I settled beside her on the light blue comforter, careful not to jostle her fragile frame. A slender beam of light shone through the little window in the corner, and my eyes darted to the dresser mirror where Lee’s most treasured photos were securely tucked in the space between the mirror and its frame. One photo of her beloved husband and another of their cherished little boy, both tragically taken from her in a devastating car wreck. She’d brought these precious mementos with her in 1965 when she first arrived to work for our family. Over the years, I must have studied the images hundreds of times, wishing I’d known the boy, wishing I could have played with him, wishing Lee had that husband to hold her hand. I thought, soon she’ll be reunited with them, the two souls she holds dearer than life.
Lee gently removed the oxygen tube from her nose and rested her frail hand on mine.
“Can I ask you something?” she whispered.
“Of course. Anything.”
“I never wrote that book I wanted to write. And now I’m running out of time.”
Many times through the years, Lee had said, “Someday I’m going to write a book, and nobody will believe it,” but she never said any more about it. And she never showed any interest in writing, never jotting so much as a draft of a short story, but oh, how she loved words. Her books, her crossword puzzles, her dictionary—they were some of her favorite things in the world.
What exciting project are you working on next?
I started a new story. It’s also a true story and I am not ready to share the details because it too premature.
When did you first consider yourself a writer?
I started unfolding the truth of this story in 2010-11 and began to study writing in 2015, published in 2024. 2015 I considered myself a novice writer but worked very hard at it for years.
Do you write full-time? If so, what’s your workday like? If not, what do you do other than write and how do you find time to write?
I quit my 30-year job in Corporate Finance where I managed $2B of pension funds to study writing full-time. My mother had just passed and I was going through a lot of changes rethinking what really made me happy. It was very difficult to self-discipline myself to write daily when I was not a trained writer, so I studied writing books obsessively for about three years, day and night. I loved it and would practice writing daily and work on my story every day. At that time I was taking writing classes consistently and formed a writing group to get feedback and beta readers for my story. It progressed, I finally finished the story, and found an agent on my first query. The agent changed the name of the story to Puzzle, which I wasn’t fond of and pitched it to the big five publishers. It was rejected by all five publishers, my agent and I parted ways and I changed the name back to The Housekeeper’s Secret and rewrote the story yet another time to make it more riveting and a page turner. Then I found She Writes Press. If I wasn’t writing I would be biking, yoga, hiking, skiing and reading and spending time with my family.

What would you say is your interesting writing quirk?
I enjoyed lighting a candle, making a cup of tea and having a bowl of granola nearby to munch on to think about the next sentence.
As a child, what did you want to be when you grew up?
I wanted to be free to express myself, I kept a lot of my thoughts inside and never shared them until I started to write.
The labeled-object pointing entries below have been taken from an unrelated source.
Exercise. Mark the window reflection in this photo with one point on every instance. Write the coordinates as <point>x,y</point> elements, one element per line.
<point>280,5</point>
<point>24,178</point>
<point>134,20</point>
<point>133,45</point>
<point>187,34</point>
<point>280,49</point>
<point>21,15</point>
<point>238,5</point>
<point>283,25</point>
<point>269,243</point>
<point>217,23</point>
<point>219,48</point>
I was aware of so much that surrounded me but I did not have the words for these things. Writing helped me later in life as well. I also wanted to grow up be a very successful business woman one day, which is why I majored in finance, but later realized that did not fulfill my soul. It was a career that happened without inspiration or passion.
Anything additional you want to share with the readers?
Writing the truth takes courage and bravery. It is hard and allows for deep healing, and it is why people love to read. Indeed, the truth is stranger than fiction.